Both our Mcph1-Δ and Mcph1-ΔBR1 models and another Mcph1-ko model22, all exhibited infertility with atrophy in reproductive organs, i.e. testes and ovaries12,22. Currently, no case report exists on human primary microcephaly associated with infertility, or testicular or ovarian atrophy. This raises an interesting question as to whether positive selection of MCPH1 during primate and human lineage evolution links brain size expansion with the germline fitness. Interestingly, Mcph1-Δ and Mcph1-ΔBR1 develop a very high incidence of tumours, yet only in ovaries, in great contrast to 17.1% Mcph1-ko mice, which developed malignant tumours originated from lymphomas and granulosa ovary tumours22. Different tumour spectrum and penetrance between these mice are unclear, but are likely attributable to genetic background and mutation introduced in these mice. Nonetheless, a high tumour incidence of these Mcph1-Δ and Mcph1-ΔBR1 mice supports tumour repressor function of MCPH1, corresponding to previous studies showing that MCPH1 is down-regulated or mutated in human cancer patients, including those suffering ovarian cancer24,38,39.

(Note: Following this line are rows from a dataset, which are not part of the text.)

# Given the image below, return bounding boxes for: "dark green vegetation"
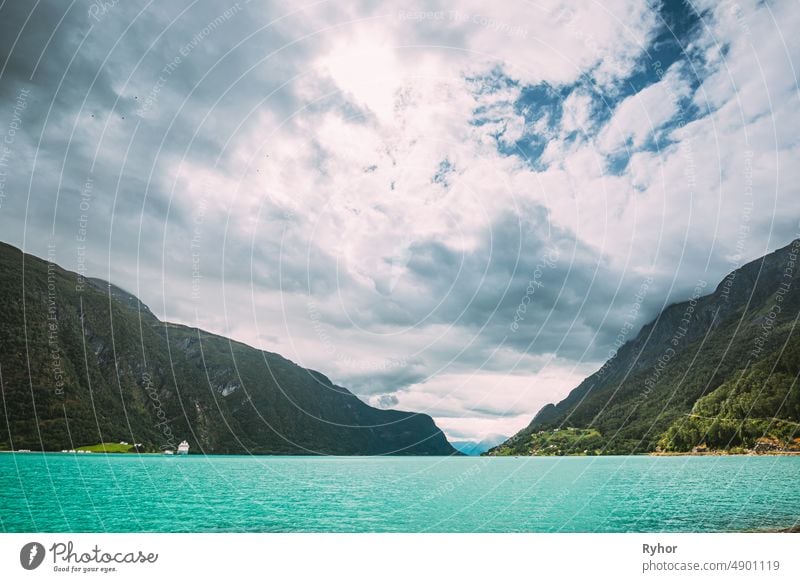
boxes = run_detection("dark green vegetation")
[488,240,800,455]
[0,243,456,455]
[76,443,136,453]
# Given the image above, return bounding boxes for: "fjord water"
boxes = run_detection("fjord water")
[0,453,800,532]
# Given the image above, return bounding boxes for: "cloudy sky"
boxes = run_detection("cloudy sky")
[0,0,800,439]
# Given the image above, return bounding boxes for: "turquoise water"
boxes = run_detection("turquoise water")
[0,453,800,532]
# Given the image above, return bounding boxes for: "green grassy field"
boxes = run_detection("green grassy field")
[75,443,134,453]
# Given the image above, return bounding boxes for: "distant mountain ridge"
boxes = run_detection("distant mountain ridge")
[0,243,459,455]
[488,239,800,455]
[450,434,508,456]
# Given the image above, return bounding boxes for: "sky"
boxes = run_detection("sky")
[0,0,800,440]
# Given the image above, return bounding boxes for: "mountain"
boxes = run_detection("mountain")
[0,243,458,455]
[450,434,508,456]
[488,239,800,455]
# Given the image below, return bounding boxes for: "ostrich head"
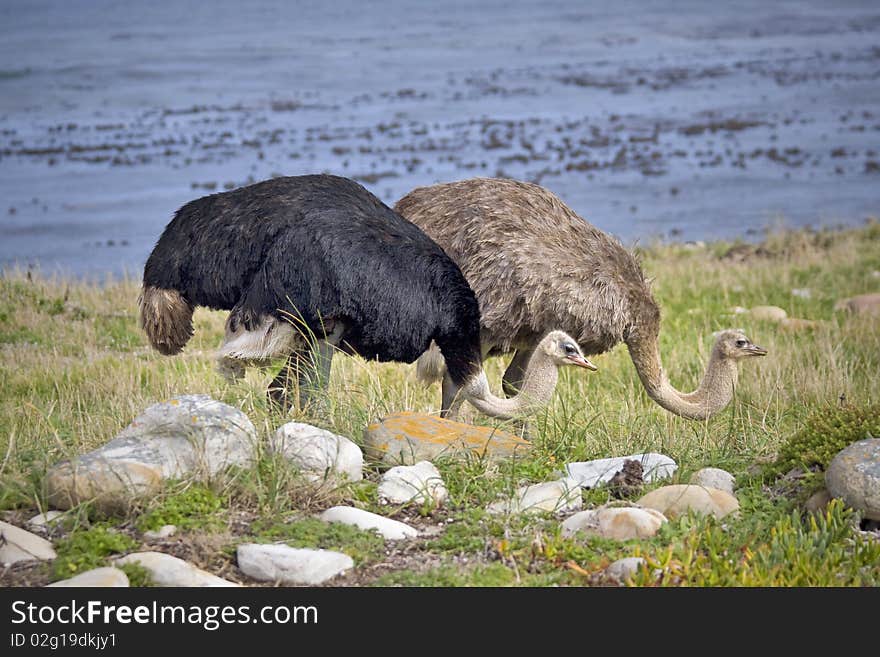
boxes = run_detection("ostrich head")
[715,329,767,360]
[538,331,599,371]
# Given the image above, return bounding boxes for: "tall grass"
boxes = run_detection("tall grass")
[0,223,880,588]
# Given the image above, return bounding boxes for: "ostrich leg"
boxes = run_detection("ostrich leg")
[267,326,343,411]
[501,349,533,397]
[501,349,535,440]
[440,372,464,420]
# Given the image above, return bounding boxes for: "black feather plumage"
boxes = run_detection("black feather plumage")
[144,175,480,386]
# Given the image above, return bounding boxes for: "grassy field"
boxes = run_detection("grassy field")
[0,222,880,586]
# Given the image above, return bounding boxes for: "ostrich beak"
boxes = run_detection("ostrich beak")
[568,354,599,372]
[747,344,767,356]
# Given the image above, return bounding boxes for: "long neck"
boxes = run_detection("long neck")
[462,347,559,420]
[627,335,738,420]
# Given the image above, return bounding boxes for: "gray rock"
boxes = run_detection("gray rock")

The identical phenotypes –small brain size and neuroprogenitor defects, PCC, DDR defects, the developmental block of gonads, as well as tumorigenesis – among N’-BRCT-deleted (Mcph1-ΔBR1) and MCPH1 complete knockout (Mcph1-ko, Mcph1-Δ) mice, strongly suggest an essential function of the N-terminal BRCT domain of the MCPH1 protein in brain size determination and other biological processes. MCPH1 has no enzymatic activity and functions most likely as a scaffold protein participating in various cellular activities. Therefore, the interaction partners of the N-terminal BRCT domain seem to coordinate the neuroprogenitor fate and pools in brain size determination, gonad development and tumorigenesis.